Epoxy Flooring vs. Staining

If you're planning to finish your floor to enhance its beauty or prolong its life, accomplish your goal by applying either a natural-looking stain or durable epoxy. Learn the pros and cons of each finish before you begin, or you may end up with unexpected results.

Stain Pros

Stain provides an attractive natural appearance to flooring. Because stain permeates the surface, you don't have to worry about a flawed finish marred with roller marks or brushstrokes. Properly stained floors should remain durable for a long period of time as long as they are sealed with a polyurethane finish.

Stain Cons

While stain works well with softwood floors, it doesn't always work well with hardwood floors, because their wood grains are so dense. You can use a thicker, slow-absorbing gel stain to generate a more uniform finish; however, you may not get the results you expected. The same complications apply to nonporous concrete and tile floors. If you choose to stain any of these surfaces, try testing on an inconspicuous area before committing yourself to the project.

Epoxy Pros

Epoxy gives flooring an attractive glossy appearance and provides an incredibly high degree of durability. Epoxy floor finish is a two-part material consisting of a resin and catalyst. Once the two parts are added, the mixture begins a hardening process that ultimately results in an enduring finish that can withstand the weight of a car.

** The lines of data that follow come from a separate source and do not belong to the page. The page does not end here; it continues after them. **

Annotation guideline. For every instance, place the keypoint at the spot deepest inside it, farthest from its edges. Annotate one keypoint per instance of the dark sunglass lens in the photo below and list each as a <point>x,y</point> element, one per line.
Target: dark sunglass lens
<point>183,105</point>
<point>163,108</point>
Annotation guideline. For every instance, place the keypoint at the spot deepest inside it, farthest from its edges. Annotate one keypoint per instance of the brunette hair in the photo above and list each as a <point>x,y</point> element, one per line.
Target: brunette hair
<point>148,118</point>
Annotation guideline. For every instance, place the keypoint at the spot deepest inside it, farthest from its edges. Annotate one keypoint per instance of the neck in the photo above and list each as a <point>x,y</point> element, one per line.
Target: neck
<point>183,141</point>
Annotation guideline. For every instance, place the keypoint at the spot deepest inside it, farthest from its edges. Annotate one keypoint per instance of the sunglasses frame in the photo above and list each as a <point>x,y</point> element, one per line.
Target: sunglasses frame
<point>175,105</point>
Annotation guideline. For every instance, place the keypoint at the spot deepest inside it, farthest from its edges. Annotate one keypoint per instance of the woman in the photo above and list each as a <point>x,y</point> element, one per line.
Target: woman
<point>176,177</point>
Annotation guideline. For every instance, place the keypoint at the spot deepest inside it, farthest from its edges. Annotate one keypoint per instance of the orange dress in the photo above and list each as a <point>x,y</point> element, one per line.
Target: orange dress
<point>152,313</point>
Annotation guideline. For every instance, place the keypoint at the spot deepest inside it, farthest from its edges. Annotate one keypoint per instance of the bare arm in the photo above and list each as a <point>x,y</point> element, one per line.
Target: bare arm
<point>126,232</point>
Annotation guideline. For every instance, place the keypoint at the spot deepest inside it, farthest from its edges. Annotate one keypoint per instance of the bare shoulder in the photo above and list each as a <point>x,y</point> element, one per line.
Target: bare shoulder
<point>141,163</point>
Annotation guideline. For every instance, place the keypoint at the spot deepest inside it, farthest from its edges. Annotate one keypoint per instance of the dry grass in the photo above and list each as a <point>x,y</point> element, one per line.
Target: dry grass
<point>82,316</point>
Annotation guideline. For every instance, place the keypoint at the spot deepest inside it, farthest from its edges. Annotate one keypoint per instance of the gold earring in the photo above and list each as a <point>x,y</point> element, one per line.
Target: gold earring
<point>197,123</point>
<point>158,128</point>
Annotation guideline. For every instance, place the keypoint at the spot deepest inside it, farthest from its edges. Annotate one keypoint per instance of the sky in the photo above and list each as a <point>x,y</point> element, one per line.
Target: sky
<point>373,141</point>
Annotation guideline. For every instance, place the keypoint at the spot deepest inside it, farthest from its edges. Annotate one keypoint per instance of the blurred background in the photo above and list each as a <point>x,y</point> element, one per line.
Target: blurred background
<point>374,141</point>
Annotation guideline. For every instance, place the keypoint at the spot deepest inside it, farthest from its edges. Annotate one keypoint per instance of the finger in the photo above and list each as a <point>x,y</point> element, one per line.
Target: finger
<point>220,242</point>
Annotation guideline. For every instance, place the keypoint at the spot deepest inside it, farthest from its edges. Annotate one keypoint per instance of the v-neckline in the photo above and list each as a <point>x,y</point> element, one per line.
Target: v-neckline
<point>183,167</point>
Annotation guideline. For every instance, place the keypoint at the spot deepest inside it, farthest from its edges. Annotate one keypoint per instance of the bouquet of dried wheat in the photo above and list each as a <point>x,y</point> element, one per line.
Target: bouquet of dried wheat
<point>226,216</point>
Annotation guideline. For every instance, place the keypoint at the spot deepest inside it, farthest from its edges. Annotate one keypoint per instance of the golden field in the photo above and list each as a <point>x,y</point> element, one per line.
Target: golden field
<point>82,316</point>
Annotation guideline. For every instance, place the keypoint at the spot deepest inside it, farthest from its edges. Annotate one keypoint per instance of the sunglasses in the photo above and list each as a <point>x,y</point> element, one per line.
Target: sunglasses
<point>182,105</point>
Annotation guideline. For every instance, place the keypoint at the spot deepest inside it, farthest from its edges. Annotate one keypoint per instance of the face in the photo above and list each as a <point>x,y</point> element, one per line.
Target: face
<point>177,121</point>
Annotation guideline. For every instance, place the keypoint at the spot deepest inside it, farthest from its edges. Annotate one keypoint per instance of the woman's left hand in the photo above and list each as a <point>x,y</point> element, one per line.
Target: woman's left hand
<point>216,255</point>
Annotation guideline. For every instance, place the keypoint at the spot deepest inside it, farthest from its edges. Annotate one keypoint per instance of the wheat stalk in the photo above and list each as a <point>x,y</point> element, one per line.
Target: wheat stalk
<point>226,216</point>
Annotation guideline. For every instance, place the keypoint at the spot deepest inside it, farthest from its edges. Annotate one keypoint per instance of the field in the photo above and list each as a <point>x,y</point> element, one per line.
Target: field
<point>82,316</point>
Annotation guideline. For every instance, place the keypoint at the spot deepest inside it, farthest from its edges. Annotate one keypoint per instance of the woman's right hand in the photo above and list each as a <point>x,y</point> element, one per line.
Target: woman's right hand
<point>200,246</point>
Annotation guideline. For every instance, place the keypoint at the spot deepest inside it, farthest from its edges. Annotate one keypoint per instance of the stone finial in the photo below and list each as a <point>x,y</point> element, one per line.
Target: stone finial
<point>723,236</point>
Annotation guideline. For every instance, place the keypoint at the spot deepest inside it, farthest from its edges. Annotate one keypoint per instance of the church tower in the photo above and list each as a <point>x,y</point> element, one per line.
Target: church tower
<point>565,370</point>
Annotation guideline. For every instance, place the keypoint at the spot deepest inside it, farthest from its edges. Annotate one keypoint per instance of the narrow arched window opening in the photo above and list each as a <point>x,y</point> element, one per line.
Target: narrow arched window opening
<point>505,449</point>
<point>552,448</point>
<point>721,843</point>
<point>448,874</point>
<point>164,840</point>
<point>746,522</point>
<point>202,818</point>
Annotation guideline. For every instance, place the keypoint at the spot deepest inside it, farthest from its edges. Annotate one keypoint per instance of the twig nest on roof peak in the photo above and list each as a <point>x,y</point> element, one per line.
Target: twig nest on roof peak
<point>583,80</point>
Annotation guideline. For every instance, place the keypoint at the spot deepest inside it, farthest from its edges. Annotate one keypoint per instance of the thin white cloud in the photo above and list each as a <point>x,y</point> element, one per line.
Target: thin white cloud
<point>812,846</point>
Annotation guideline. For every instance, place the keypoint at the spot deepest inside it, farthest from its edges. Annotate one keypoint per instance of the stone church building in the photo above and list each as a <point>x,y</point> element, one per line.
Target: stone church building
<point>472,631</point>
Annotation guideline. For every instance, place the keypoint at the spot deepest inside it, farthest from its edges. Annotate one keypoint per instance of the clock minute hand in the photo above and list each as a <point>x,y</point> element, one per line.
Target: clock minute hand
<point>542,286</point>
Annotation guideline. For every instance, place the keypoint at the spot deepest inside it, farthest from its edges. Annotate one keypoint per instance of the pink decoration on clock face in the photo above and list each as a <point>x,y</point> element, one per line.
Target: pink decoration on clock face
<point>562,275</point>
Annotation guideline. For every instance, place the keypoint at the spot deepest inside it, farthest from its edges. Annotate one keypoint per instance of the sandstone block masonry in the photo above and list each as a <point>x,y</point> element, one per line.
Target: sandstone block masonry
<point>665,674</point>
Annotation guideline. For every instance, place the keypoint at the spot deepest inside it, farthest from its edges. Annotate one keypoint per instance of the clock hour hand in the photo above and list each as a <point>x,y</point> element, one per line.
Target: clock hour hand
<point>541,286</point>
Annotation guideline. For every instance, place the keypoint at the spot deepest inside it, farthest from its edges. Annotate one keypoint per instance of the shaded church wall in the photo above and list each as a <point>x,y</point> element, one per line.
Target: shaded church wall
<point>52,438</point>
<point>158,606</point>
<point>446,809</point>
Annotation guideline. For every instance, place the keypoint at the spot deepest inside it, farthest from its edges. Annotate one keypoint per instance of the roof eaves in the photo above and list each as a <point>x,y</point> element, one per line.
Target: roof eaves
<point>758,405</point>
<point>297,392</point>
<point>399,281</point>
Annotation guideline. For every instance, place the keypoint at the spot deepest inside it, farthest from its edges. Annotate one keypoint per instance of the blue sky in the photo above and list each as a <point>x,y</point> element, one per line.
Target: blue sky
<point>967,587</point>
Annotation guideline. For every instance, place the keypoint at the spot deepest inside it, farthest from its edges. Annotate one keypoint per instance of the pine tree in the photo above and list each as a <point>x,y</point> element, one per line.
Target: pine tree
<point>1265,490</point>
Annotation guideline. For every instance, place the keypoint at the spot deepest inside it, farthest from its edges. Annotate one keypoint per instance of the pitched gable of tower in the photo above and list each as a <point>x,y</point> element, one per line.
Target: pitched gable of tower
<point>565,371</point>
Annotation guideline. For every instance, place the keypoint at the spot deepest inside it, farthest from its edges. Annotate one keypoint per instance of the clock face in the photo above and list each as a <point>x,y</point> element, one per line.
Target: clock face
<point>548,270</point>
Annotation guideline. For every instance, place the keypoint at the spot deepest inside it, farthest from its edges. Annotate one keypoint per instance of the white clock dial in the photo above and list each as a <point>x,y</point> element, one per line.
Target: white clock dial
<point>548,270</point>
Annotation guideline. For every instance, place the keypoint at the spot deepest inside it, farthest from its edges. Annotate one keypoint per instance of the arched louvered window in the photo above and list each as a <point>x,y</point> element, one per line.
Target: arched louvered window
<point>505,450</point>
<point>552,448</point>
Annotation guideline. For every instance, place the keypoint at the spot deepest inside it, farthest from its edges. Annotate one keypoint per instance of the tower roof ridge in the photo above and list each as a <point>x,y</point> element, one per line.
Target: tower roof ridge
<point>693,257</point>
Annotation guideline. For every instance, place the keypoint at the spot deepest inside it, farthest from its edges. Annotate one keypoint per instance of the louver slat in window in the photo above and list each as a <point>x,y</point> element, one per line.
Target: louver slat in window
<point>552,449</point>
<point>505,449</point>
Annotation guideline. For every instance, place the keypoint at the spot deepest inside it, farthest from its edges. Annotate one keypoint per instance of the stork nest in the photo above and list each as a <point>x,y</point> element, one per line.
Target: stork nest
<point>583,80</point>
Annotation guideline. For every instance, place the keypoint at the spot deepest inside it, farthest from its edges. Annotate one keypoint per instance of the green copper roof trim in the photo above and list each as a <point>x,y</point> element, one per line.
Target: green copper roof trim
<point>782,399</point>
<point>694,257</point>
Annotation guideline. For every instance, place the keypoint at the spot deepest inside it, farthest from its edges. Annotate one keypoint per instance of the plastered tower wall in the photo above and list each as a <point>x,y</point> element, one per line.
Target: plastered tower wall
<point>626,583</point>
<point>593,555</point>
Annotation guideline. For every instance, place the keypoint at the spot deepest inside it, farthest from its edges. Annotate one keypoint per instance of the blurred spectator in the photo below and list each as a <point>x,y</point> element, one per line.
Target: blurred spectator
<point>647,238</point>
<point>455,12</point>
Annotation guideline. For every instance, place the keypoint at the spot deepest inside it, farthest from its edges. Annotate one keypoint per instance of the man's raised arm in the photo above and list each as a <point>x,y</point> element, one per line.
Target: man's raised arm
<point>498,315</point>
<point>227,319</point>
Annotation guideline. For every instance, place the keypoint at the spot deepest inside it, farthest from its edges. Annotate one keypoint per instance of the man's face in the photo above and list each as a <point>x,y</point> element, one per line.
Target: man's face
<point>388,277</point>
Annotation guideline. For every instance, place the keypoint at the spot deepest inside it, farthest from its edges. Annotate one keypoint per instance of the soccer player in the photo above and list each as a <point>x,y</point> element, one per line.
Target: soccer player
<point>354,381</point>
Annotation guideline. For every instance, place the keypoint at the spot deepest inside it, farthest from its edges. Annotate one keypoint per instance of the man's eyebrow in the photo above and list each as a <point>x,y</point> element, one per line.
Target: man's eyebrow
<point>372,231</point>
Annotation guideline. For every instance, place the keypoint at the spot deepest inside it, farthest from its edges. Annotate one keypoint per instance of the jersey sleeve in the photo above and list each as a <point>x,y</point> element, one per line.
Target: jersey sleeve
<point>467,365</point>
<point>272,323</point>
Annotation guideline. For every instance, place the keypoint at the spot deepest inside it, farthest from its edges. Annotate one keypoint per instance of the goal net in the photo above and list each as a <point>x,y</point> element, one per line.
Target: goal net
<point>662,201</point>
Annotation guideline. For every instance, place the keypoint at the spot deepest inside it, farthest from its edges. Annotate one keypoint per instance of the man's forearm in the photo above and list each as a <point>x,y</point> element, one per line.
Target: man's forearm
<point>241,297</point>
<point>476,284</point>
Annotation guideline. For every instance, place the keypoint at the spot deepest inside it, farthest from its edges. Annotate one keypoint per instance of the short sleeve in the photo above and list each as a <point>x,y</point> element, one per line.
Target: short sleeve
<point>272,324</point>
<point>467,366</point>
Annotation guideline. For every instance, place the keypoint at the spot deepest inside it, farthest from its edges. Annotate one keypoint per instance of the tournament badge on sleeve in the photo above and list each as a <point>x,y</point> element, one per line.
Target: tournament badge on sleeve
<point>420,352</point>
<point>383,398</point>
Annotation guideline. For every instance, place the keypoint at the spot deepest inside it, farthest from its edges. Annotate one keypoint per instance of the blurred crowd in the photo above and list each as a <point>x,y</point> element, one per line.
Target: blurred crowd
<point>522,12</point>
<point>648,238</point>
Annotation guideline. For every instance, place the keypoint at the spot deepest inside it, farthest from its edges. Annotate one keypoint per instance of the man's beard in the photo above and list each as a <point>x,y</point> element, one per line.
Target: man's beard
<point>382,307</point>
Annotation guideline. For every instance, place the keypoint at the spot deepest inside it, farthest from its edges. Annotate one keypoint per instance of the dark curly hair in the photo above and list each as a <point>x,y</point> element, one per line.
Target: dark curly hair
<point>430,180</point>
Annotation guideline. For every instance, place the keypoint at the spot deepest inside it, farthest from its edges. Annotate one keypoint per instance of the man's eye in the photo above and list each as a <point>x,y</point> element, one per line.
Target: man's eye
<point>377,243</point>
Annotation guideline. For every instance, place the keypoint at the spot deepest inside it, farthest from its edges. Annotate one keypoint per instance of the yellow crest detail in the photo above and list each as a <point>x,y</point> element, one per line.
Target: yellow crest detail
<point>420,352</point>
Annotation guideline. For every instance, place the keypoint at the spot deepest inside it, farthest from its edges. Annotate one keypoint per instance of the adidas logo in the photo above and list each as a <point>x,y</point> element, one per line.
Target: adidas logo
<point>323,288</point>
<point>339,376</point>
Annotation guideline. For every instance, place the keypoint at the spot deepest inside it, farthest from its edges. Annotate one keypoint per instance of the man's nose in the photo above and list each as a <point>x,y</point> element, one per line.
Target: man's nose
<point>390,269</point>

Epoxy is available in a wide variety of colors and well-suited for wood, tile, vinyl and concrete floors.

Epoxy Cons

While epoxy bonds well to primed wood and tile, it will not bond to untreated concrete floors. Before a concrete floor will accept epoxy, it requires a chemical etch. Unlike stain which requires relatively little preparation, epoxy flooring often calls for extensive prep work. In addition, because epoxy finishes are so durable, they are difficult to paint over. If you decide to apply an epoxy floor finish, be sure you can live with results for a long period of time.